Gaëlle Josse delicately explores the process of burn-out, and succeeds with a sensitive pen to put the words on this sudden disagreement with existence, this impression of emptying oneself. How was Clara able to lock herself in a situation that atomized her? It is all the relevance of “Ce matin-là” to report, with a goldsmith’s precision, before the fall, of Clara on the ground, but above all to rekindle the flame of envy over the pages. , to get down to finding a life, “another, a new, regenerated, a new one, one which would emerge from its chrysalis in a dazzling moult”. A novel that wins in strength, joy, beauty.

Couv that morning - Gaëlle Josse

«CE MATIN-LÀ», by Gaëlle Josse (Notabilia, 216 p.).

These three sisters

The genesis of this work by Liane Moriarty would have enough to lead to mistrust: published in 2003, “Trois vœux” was the novelist’s graduation project, then in professional retraining, after a career in advertising. But fans of the author of “Big Little Lies” will not be disappointed, we promise. Eighteen years ago, Moriarty’s finesse, humor and art of suspense were already in place, and with a few references (we leave messages on a family answering machine, one of the heroines has a BlackBerry ), the story could unfold today.
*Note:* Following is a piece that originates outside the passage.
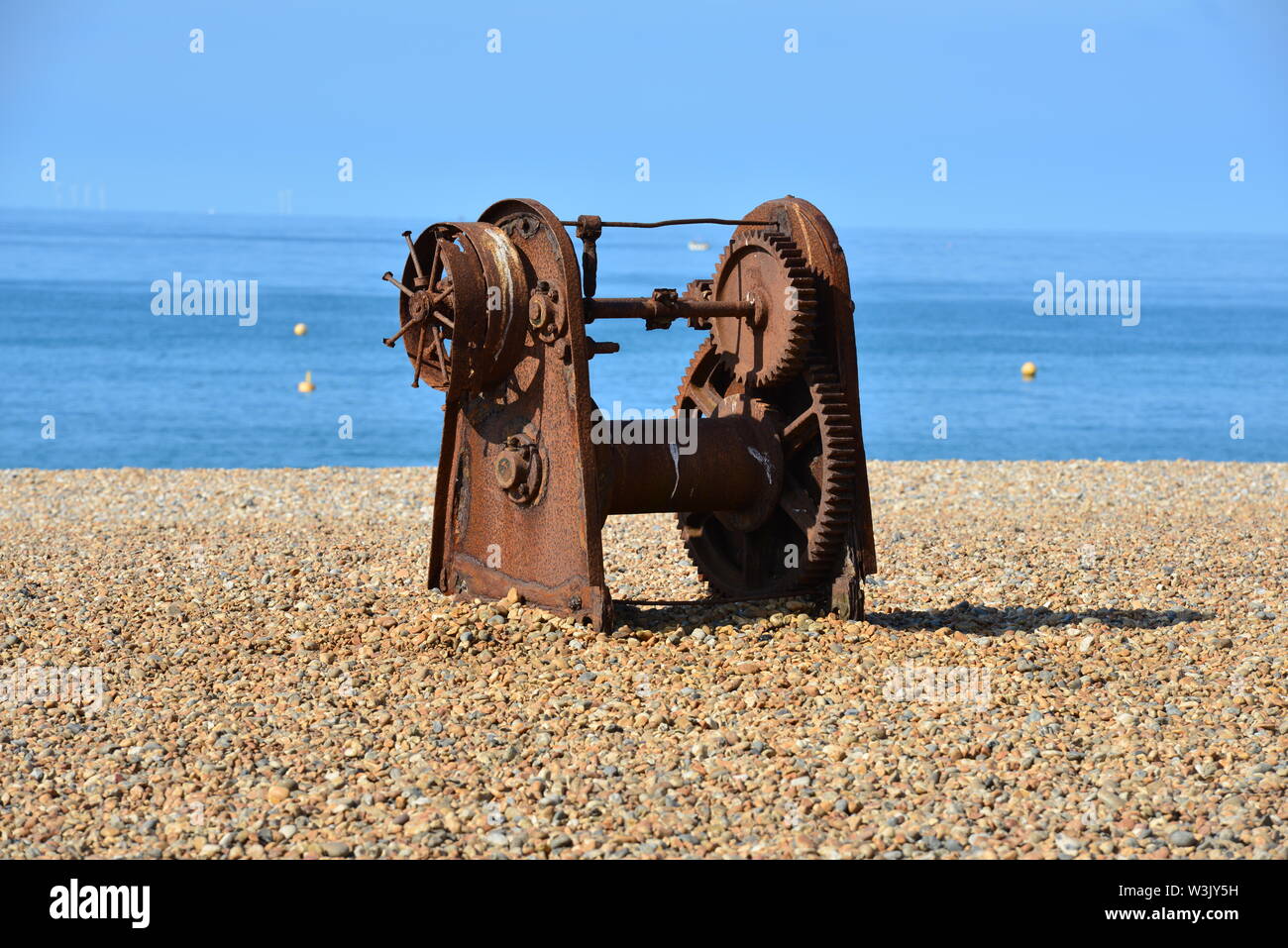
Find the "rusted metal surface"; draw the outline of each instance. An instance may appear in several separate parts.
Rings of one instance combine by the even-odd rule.
[[[688,223],[735,227],[712,277],[683,295],[595,299],[604,228]],[[446,393],[430,585],[480,598],[514,587],[604,627],[604,519],[674,511],[725,602],[809,595],[862,614],[876,550],[854,305],[818,209],[787,197],[738,220],[562,222],[511,200],[403,237],[403,277],[385,274],[401,326],[385,344],[403,343],[413,385]],[[618,345],[586,325],[622,318],[710,332],[670,422],[639,429],[595,408],[587,362]]]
That is to say three sisters, triplets, released in the whirlwind of the thirties under the Australian sun.

There is the wise, the mad, the one who is halfway there, and, between them, this mad love, this cowardly love that all families of girls know well. At the age of 14, each of the triplets had written a letter to the woman she would be in twenty years, and, at the time of the first assessment, what astonishment to note that the promises of some were kept by the other. Liane Moriarty explains having decided to change her life at the age of 30, the day she learned that one of her sisters (she has four) was going to be published. “If she can do it, why can’t I?” She told herself before returning to college. Blessed be the rivalry among siblings, when it allows such talents to flourish: “Three vows” is the inaugural jewel of a work that enchants us.
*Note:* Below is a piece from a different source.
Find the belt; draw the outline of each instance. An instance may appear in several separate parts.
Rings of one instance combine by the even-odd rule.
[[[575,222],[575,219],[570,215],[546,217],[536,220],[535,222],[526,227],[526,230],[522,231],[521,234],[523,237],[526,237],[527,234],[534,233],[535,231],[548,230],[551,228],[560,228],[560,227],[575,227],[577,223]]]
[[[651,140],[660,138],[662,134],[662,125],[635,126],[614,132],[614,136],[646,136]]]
“THREE WISHES”, by Liane Moriarty, translated from English by Sabine Porte (Albin Michel, 396 p.).

This overwhelmed mother

Do you have, or have had, a mother? Are you a mother yourself? If you meet one of these two criteria – it should be a little crowded – the latest novel by Véronique Mougin will enchant you. He recounts the misadventures of Jo Picassiette, mother of a young 20-year-old Charly, who, one fine day, tells him that rather than taking over the family farm, he intends to go to Paris to become a writer. The tile, especially since the only and cherished son does not hide that his sources of inspiration are his mother, a rough peasant with a tiny sense of humor, and his village, a microcosm in which each of the fourteen inhabitants seems to be on the edge of the psychiatric asylum. Jo, who has only read one book in his life, goes to the media library and discovers, through the work of Michel Houellebecq or Édouard Louis, what a son who writes is capable of. It is terrifying, all the more so as the first readers of “La Révolte” by Charly Picassiette predicted a triumph for him all over the world. We laugh a lot while discovering the schemes of all the characters to put spades in the wheels of the young prodigy and we are also moved. There is tragedy in the story of this mother who cannot be resolved when her son leaves, this woman who refuses to find herself imprisoned in three hundred necessarily subjective pages. What to do when you love your executioner so much? Hit him back. And that, Jo Picassiette knows how to do. A novel full of tears… of laughter, but not only.


“A SON TO MOM”, by Véronique Mougin (Flammarion, 384 p.).